Restricting Google on my terms
A while back, I posted a request to Google. I said, "Google, please give me a way to mark up my pages to let your GoogleBot know what to index and what not to index on my site." Point being that a lot of the stuff on my home page and on weblog entries should not be indexed. I want to decide what Google indexes-- not at the page level, but at the paragraph level.
Since Google ignored my plea, I set out to do it myself. After all, it's my server that is giving Google all this information, so can't I just limit what I expose to them?
Yes. You see my site is produced using PHP. So that lets me do different things each time the pages are served. You can do the same thing with other dynamc solutions-- JSP, ASP, etc.

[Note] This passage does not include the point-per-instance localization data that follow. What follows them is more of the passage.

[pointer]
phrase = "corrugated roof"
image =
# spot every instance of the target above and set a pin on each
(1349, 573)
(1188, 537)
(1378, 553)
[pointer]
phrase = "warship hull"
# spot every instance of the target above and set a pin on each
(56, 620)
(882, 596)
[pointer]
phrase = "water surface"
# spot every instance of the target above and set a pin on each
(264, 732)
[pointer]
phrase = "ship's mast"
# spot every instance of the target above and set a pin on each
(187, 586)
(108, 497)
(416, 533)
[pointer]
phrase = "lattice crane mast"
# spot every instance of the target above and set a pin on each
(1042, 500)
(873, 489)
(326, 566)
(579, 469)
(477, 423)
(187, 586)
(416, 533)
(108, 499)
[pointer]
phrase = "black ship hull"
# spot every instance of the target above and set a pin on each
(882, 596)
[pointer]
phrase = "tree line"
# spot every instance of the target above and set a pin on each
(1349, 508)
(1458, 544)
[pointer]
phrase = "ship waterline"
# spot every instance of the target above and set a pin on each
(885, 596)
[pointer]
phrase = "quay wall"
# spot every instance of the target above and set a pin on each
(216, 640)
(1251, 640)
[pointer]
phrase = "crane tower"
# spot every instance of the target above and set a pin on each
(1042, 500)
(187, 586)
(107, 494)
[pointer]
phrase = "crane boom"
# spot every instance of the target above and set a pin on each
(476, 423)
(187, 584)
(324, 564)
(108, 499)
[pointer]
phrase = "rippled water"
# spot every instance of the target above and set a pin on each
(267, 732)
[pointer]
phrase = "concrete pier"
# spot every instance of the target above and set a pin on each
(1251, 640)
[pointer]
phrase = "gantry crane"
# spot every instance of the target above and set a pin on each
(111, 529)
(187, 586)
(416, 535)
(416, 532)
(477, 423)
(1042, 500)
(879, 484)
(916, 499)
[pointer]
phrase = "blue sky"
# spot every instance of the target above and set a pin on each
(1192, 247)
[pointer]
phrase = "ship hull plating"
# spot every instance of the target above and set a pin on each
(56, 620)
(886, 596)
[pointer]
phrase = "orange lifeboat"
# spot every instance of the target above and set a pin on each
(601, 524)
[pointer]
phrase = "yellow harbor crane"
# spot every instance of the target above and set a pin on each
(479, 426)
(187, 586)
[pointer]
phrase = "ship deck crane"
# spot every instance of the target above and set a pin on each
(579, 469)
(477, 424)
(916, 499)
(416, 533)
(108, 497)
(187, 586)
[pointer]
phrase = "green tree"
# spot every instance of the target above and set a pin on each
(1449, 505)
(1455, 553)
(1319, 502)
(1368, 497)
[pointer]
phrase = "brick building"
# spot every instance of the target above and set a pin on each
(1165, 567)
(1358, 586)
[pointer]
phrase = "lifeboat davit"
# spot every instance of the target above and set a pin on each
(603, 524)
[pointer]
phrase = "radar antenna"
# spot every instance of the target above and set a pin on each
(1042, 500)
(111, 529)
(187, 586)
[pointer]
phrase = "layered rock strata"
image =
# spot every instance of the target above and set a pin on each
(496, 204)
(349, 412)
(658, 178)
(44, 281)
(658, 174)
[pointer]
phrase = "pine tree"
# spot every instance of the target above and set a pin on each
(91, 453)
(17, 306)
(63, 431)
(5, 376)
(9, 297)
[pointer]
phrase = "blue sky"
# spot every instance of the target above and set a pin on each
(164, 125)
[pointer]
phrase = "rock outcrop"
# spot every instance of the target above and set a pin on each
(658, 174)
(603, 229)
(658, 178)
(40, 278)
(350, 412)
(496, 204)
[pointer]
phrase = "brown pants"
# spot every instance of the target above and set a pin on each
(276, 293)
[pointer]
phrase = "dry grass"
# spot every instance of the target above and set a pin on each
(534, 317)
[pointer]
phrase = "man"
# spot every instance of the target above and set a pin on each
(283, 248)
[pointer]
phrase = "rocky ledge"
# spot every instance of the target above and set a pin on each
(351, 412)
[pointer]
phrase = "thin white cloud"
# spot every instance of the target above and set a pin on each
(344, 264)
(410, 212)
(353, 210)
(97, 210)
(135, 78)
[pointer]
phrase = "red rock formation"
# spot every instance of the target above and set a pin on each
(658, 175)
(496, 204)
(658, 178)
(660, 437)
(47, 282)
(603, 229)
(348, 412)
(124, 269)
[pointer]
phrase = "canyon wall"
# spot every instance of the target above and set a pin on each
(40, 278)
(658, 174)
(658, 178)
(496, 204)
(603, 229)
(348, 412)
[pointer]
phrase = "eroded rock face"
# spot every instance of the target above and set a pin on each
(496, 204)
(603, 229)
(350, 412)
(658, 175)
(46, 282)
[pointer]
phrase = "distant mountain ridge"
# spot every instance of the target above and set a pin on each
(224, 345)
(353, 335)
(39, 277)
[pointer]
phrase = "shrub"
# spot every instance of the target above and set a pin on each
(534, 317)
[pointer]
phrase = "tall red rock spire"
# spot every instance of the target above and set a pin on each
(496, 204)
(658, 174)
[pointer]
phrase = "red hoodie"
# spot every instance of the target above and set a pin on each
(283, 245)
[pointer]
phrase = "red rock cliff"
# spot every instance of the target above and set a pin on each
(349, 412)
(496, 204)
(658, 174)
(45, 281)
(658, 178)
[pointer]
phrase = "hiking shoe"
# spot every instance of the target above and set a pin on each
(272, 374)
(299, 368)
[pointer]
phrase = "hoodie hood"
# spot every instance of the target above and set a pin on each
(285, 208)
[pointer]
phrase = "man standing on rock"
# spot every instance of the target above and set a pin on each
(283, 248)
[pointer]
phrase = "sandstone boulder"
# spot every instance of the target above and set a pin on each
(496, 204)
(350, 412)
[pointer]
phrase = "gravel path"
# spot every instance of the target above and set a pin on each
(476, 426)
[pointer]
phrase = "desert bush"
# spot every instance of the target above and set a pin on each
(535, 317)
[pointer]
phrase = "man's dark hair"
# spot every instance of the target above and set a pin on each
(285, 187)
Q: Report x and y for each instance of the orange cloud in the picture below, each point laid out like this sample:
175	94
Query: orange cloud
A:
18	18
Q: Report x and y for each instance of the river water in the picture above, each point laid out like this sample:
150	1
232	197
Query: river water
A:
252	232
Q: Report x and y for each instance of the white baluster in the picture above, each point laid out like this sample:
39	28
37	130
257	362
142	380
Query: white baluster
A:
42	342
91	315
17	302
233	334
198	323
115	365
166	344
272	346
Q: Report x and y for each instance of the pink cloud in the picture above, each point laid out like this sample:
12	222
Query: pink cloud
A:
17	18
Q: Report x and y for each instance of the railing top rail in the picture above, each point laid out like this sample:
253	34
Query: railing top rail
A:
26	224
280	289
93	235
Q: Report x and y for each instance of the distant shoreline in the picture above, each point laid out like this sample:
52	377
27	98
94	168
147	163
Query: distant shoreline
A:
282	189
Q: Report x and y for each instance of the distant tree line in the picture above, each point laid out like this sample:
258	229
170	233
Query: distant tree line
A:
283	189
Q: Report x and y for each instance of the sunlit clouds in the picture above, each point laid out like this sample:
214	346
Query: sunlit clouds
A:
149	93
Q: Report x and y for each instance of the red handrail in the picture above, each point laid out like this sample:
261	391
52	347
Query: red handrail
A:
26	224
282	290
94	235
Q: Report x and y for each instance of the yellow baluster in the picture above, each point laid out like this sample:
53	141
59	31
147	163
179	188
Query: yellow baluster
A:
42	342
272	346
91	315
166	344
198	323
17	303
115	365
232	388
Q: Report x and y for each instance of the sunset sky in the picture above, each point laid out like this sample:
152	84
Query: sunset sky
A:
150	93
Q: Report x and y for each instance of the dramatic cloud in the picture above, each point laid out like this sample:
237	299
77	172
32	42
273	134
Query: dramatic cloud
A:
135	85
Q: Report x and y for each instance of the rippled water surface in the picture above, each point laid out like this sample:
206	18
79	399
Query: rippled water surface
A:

So here's what I did, in a nutshell.
1. Create a PHP function that determines if the remote user is a search bot or not. This goes in a file like "lib.php" or something that gets included on all pages of my site:
<?php
// lib.php
global $SEARCH_BOT;
# set to TRUE if UserAgent looks like a search bot
$SEARCH_BOT = search_bot();
function search_bot() {
$ua = $_SERVER['HTTP_USER_AGENT'];
$common_uas = array(
'!^[Mm]ozilla!',
'!^MSIE!',
'!^Opera!',
'!^Links!',
'!^Lynx!',
'!^Java!'
);
foreach ($common_uas as $patt) {
if (preg_match($patt, $ua)) {
return FALSE;
}
}
$search_bots = array(
'!^Googlebot/!',
'!^Mediapartners-Google/!',
'!^Scooter[-/]!',
'!^Szukacz/!',
'!^Atomz/!',
'!^LexiBot/!',
'!^Mercator-!',
'!^Openbot/!',
'!larbin!i',
'!crawl!i',
'!index!i',
'!seek!i',
'!spider!i',
'|(?<!re)search|i',
'|(?<!mac )find|i'
);
$ua = preg_replace('/\s*\(.+$/','',$ua);
foreach ($search_bots as $patt) {
if (preg_match($patt, $ua)) {
return TRUE;
}
}
return FALSE;
}
?>
2. Next, within any PHP pages I want to restrict, I add the include "lib.php"; PHP statement at the top and then surround anything I don't want to be indexed by Google and friends with this:
<?php if (!$SEARCH_BOT) { ?>
(html content)
<?php } ?>
That's it. Granted, the search_bot() function is not complete-- I'm sure many search engines are slipping through that crack, but the determination it does can be refined and improved. You could go further and restrict by the originating IP address/subnet if you wished. There are lots of possibilities. (And I certainly welcome suggestions and improvements to this function.)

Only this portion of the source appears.